尼さんはつらいよ/勝本 華蓮
尼さんはつらいよ (新潮新書)
勝本 華蓮
新潮社
尼さんという言葉から連想されるのは、Googleで“尼”と画像検索したイメージそのものだ。
しかし現実は、必ずしもそうではないらしい…というより、そうしたイメージ通りの尼さんは、ほとんどいないという。
精進料理の食材の野菜は、なんと冷凍のミックスベジタブル、ゴミ屋敷同然の部屋、飼い猫の蚤が飛び回る寺での生活。躾がまったくなってない行儀の悪い尼僧、押しつけられる仕事と言えば、掃除、食事の支度、来客の接待…まるで、住み込み家政婦のような生活…

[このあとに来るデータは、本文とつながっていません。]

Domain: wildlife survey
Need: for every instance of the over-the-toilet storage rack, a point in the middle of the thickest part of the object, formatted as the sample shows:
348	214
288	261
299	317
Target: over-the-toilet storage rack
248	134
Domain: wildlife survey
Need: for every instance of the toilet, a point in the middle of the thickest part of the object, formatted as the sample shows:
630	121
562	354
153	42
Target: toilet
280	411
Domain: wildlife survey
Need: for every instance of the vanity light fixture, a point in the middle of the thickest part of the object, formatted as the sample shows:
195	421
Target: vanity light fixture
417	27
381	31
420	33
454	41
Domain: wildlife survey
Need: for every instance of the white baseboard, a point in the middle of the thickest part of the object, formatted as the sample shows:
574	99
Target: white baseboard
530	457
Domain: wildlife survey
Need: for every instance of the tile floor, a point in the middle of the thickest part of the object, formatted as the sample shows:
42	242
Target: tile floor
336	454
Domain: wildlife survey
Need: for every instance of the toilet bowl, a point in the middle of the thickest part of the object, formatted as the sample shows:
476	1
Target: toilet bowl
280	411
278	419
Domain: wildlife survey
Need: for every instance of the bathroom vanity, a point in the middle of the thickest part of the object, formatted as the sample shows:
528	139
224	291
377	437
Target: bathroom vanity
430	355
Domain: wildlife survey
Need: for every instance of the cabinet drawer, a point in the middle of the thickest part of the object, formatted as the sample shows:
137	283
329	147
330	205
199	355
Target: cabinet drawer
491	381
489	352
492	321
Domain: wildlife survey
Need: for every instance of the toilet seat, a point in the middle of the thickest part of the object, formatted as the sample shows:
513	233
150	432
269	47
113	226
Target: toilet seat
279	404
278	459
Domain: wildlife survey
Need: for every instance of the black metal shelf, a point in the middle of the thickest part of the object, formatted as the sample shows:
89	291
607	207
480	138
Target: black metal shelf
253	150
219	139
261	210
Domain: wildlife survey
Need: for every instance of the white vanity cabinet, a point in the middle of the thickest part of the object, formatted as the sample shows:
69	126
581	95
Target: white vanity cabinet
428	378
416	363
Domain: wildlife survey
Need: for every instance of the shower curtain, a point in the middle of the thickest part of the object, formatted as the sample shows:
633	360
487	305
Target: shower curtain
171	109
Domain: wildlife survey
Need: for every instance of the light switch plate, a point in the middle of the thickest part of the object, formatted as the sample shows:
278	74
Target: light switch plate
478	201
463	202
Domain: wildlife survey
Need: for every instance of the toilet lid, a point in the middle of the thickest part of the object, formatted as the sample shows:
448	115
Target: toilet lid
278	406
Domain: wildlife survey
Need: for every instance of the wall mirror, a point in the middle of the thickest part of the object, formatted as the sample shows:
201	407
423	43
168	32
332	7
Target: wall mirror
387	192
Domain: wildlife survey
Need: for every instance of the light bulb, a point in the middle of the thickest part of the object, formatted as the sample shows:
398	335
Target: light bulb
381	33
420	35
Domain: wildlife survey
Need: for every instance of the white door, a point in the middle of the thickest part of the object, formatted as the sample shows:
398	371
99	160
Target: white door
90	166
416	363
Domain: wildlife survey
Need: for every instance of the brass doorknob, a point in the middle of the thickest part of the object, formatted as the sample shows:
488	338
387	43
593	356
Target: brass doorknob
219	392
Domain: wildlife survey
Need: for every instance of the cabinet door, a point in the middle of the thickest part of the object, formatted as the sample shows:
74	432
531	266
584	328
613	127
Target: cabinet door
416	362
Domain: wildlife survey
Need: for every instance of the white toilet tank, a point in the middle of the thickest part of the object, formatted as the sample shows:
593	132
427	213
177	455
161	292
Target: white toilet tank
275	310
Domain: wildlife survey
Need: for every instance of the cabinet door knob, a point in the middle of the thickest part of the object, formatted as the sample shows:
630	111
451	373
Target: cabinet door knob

前半は、著者の半生記といった感じで、格式ある尼寺で体験したとんでもない経験が紹介され、後半は著者が見聞きした尼さんの話となっている。
寺の子として生まれたのならともかく、結婚した相手がたまたまお坊さんだった場合、いろいろ問題があるようだ。
一般の家庭ですら、いざこざがあるのだから、代々の後継ぎを考えなければならないお寺なら、なおさらのことだ。
そもそも、お坊さんが結婚するのは、世界の仏教国では、珍しいことのようで、日本のように、お坊さんが結婚するのは、モンゴル、ネパール、チベットの少数の一部、日本の統治時代に影響を受けた韓国の一部の宗派のみだそうだ。
このことから見ても、日本の仏教は、世界から見て、ちょっと異質なのかもしれない。
閉鎖的な世界だから、それなりにいろいろなことがある。
しかし、時代が変わり、寺に対する考え方も変わってくると、おのずと寺も変わらざるを得ないし、尼さんも変わらざるを得ないだろう。
知られざる世界を垣間見えたのは、おもしろかったが、ドロドロというか、ひどい話が多く、読後感はあまり清々しいものではなかった。